Welcome v. State

865 S.W.2d 128, 1993 Tex. App. LEXIS 3215, 1993 WL 318946
CourtCourt of Appeals of Texas
DecidedAugust 24, 1993
Docket05-92-01251-CR
StatusPublished
Cited by33 cases

This text of 865 S.W.2d 128 (Welcome v. State) is published on Counsel Stack Legal Research, covering Court of Appeals of Texas primary law. Counsel Stack provides free access to over 12 million legal documents including statutes, case law, regulations, and constitutions.

Bluebook
Welcome v. State, 865 S.W.2d 128, 1993 Tex. App. LEXIS 3215, 1993 WL 318946 (Tex. Ct. App. 1993).

Opinion

OPINION

ROSENBERG, Justice.

Harvey Iken Welcome was convicted of possession of cocaine. The trial court assessed punishment, enhanced by two prior convictions, at twenty-five years’ confinement. In four points of error, appellant complains that the trial court erred by overruling his motion to suppress evidence and by admitting hearsay testimony at the suppression hearing. We overrule appellant’s points of error and affirm the trial court’s judgment.

FACTUAL BACKGROUND

At the suppression hearing, Dallas Police Officer James Hulsey testified that he and his partner, Officer Lee Bush, responded to a disturbance call at an apartment complex on September 21, 1991. The complainant reported that drug dealers were shooting guns. The officers were informed that the complainant described one of the suspects as a young black male wearing a black cap and a black leather jacket.

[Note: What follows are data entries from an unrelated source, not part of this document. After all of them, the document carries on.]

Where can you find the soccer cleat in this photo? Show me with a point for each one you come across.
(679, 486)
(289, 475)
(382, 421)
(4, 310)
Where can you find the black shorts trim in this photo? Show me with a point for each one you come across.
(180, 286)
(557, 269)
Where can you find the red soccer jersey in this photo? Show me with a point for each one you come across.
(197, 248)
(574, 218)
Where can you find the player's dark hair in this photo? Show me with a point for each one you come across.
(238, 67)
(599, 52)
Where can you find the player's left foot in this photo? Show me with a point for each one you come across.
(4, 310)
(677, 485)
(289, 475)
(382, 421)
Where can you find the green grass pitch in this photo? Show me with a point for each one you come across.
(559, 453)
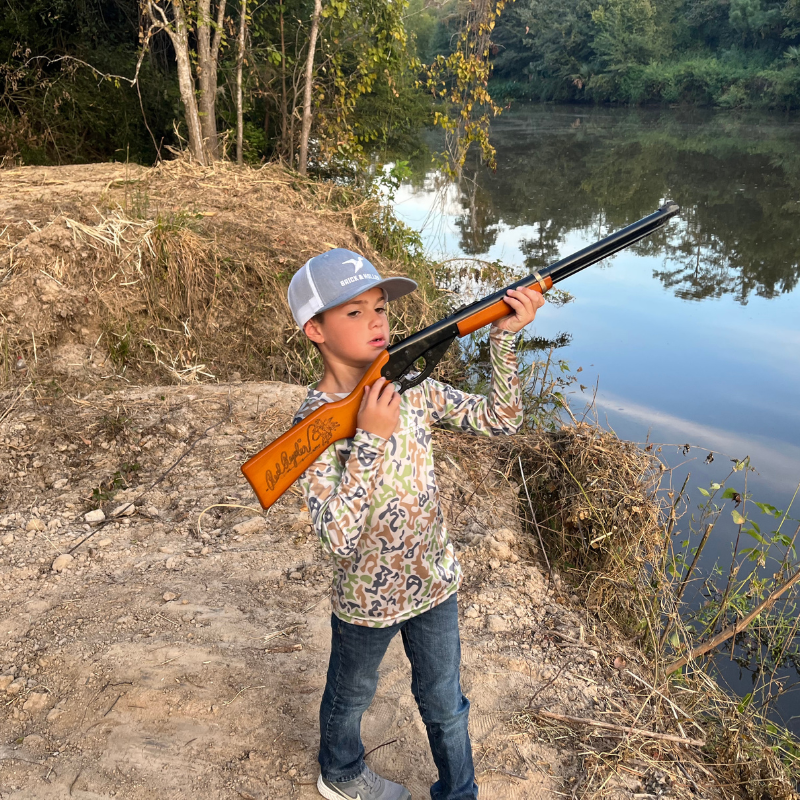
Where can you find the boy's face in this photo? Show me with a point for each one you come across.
(355, 332)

When Officers Hulsey and Bush arrived at the apartment complex, they saw appellant and three other young men. One of the men matched the description given by the complainant. Two other officers arrived at the apartment complex about the same time as Hulsey and Lee. The officers parked their cars, approached the suspects, and conducted pat-down searches. No weapons were found. The officers interviewed the suspects and asked them for identification. At some point in the investigation, the officers took the suspects to the police cars, which were parked on the street thirty to forty feet away, and instructed them to sit on the *131 ground with their hands on top of their heads.

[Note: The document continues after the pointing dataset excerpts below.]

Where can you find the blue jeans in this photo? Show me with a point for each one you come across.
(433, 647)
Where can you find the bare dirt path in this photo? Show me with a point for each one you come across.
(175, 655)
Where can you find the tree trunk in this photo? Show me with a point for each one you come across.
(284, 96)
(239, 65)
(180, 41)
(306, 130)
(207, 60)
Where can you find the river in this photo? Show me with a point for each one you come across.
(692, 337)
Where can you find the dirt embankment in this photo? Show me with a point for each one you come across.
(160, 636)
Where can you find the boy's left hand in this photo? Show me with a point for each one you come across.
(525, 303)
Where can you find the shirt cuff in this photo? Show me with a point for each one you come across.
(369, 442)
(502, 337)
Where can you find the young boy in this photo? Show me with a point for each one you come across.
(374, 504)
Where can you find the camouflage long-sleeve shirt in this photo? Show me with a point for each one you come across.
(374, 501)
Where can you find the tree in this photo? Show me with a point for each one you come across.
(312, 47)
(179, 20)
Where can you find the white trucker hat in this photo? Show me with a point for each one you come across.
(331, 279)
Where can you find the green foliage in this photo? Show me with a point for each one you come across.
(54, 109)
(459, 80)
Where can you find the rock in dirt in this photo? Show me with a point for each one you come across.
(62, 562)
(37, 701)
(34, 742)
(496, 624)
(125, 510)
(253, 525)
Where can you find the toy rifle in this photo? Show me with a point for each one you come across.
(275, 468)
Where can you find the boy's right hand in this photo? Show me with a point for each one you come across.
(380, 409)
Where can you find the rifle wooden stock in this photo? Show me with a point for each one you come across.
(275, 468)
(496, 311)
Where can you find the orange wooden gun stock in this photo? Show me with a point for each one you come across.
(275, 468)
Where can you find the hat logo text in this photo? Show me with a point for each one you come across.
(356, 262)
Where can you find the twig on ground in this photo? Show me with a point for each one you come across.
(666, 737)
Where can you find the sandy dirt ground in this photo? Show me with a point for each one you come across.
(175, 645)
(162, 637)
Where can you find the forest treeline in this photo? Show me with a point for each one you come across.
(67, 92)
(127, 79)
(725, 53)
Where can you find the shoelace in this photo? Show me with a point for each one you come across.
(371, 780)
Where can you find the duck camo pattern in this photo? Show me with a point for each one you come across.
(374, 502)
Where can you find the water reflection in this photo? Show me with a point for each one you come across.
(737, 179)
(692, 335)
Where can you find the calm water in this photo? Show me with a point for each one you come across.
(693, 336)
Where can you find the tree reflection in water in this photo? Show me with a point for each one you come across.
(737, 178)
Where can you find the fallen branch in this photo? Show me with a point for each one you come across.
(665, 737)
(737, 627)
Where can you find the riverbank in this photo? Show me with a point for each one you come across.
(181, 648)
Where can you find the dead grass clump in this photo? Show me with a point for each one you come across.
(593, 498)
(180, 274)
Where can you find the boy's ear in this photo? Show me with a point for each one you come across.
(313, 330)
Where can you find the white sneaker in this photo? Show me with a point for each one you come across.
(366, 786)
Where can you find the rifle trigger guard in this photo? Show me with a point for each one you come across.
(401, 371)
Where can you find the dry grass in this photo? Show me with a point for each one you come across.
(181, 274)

When appellant’s identification was checked through the computer, the return information indicated that appellant had an outstanding warrant for driving a motor vehicle without a driver’s license. ■ Officer Hul-sey placed appellant under arrest and handcuffed him. Officer Hulsey then conducted a custodial search of appellant and found cocaine in his pocket.

MOTION TO SUPPRESS

In his first three points of error, appellant contends that the trial court erred in overruling his motion to suppress evidence. Appellant claims that his detention and the subsequent seizure of the cocaine were in violation of the United States Constitution, the Texas Constitution, and article 38.23 of the Texas Code of Criminal Procedure.

A. Standard of Review

The standard of review governing a trial court’s ruling on a motion to suppress is whether the court clearly abused its discretion. Maddox v. State, 682 S.W.2d 563, 564 (Tex.Crim.App.1985). At a suppression hearing, the trial judge is the sole fact finder and, as such, may accept or reject any or all of a witness’s testimony. Taylor v. State, 604 S.W.2d 175, 177 (Tex.Crim.App. [Panel Op.] 1980). If the trial court’s findings of fact are supported by the record, we are not at liberty to disturb them. Green v. State, 615 S.W.2d 700, 707 (Tex.Crim.App. [Panel Op.] 1980), cert. denied, 454 U.S. 952, 102 S.Ct. 490, 70 L.Ed.2d 258 (1981). We only consider whether the trial court improperly applied the law to the facts. Romero v. State, 800 S.W.2d 539, 543 (Tex.Crim.App.1990).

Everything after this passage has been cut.